It is necessary to the happiness of man that
he be mentally faithful to himself. Infidelity does not consist in
believing, or in disbelieving, it consists in professing to believe
what one does not believe.
The Age of Reason (1794)
The
author Henry James was born in New
York City, New York in 1843. He lived in England from 1876 until his
death in London in 1916 and was buried in the land of his birth in
Cambridge, Massachusetts.

Live all you can; it's a mistake not to. It
doesn't so much matter what you do in particular, so long as you have
your life.

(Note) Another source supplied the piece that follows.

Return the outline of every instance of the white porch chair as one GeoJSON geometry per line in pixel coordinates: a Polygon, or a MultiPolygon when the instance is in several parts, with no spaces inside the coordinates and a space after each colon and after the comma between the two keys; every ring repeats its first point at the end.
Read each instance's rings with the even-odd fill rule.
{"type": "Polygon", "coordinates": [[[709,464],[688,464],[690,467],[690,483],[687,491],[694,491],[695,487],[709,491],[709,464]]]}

If you haven't had that, what have you had?
The Ambassadors (1903)
The
English-born novelist Frances Hodgson Burnett
died in Plandome, New York in 1924. She had emigrated with her family
to America in 1865 where she wrote many books including The Secret
Garden.
In
1935, five years after his death in France, the ashes of D.H.
Lawrence were interred on a property in Taos, New Mexico where
he had spent time in the 1920s.

Don't you find it a beautiful clean thought,
a world empty of people, just uninterrupted grass, and a hare sitting
up?
Women in Love (1920)
The
poet Sylvia
Plath was born in Boston, Massachusetts in 1932. In 1959 she settled
in Devon, having married the poet Ted Hughes in 1956. They had met
in England at Cambridge where they had both studied.

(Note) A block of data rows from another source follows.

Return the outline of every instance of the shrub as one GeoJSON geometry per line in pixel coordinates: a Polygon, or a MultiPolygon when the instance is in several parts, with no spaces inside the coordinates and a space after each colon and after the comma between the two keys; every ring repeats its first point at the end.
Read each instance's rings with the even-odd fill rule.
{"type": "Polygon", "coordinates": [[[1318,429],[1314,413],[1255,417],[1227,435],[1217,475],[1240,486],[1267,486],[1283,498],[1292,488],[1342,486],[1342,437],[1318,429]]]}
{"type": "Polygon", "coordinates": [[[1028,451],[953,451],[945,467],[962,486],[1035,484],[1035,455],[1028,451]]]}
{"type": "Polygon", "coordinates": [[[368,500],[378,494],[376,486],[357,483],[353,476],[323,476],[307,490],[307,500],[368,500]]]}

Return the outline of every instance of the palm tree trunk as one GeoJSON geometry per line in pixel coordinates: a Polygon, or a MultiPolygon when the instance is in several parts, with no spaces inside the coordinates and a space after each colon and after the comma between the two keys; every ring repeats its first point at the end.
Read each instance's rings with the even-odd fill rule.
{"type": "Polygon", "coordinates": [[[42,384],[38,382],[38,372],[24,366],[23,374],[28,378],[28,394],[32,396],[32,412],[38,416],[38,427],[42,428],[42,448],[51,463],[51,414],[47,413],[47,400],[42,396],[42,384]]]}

Is there no way out of the mind?
Apprehensions (1971)
In
1932 the English suspense writer Edgar Wallace
died in Hollywood, California whilst working on the screenplay to
King Kong.
He was buried in Little Marlow in Buckinghamshire.
The
Welsh poet Dylan
Thomas died whilst on a visit to New York City, New York
in 1953. He was buried in Laugharne, Carmarthenshire his home since
1938.

Light breaks where no sun shines;
Where no sea runs, the waters of the heart
Push in their tides.
Light
breaks where no sun shines (1934)
Now
as I was young and easy under the apple boughs
About the lilting house and happy as the grass was green.
Fern
Hill (1946)
Do not go gentle into that good night,
Old age should burn and rave at close of day;
Rage, rage against the dying of the light.
Do
Not Go Gentle into that Good Night (1952)
The
English author of Brave New World Aldous
Huxley emigrated to the USA in 1937 settling in California.
He died in Los Angeles on the 22nd November 1963, the same day as
the American President John F. Kennedy and the author C.S. Lewis.
He was buried at Compton in Surrey.

"I say," Helmholtz exclaimed solicitously,
" you do look ill, John!"
"Did you eat something that didn't agree with you?" asked
Bernard.
The Savage nodded. "I ate civilization."
Brave New World (1932)
One
of the principal functions of a friend is to suffer (in a milder and
symbolic form) the punishments that we should like, but are unable,
to inflict upon our enemies.
Brave New World (1932)
The end cannot justify the means, for the
simple and obvious reason that the means employed determine the nature
of the ends produced.
Ends and Means (1937)
The
English-born Christopher
Isherwood,
chronicler of life in 1930s Berlin, emigrated to the USA with W.H.
Auden in 1939, both writers becoming U.S. citizens in 1946. Isherwood
died in Santa Monica, California in 1986.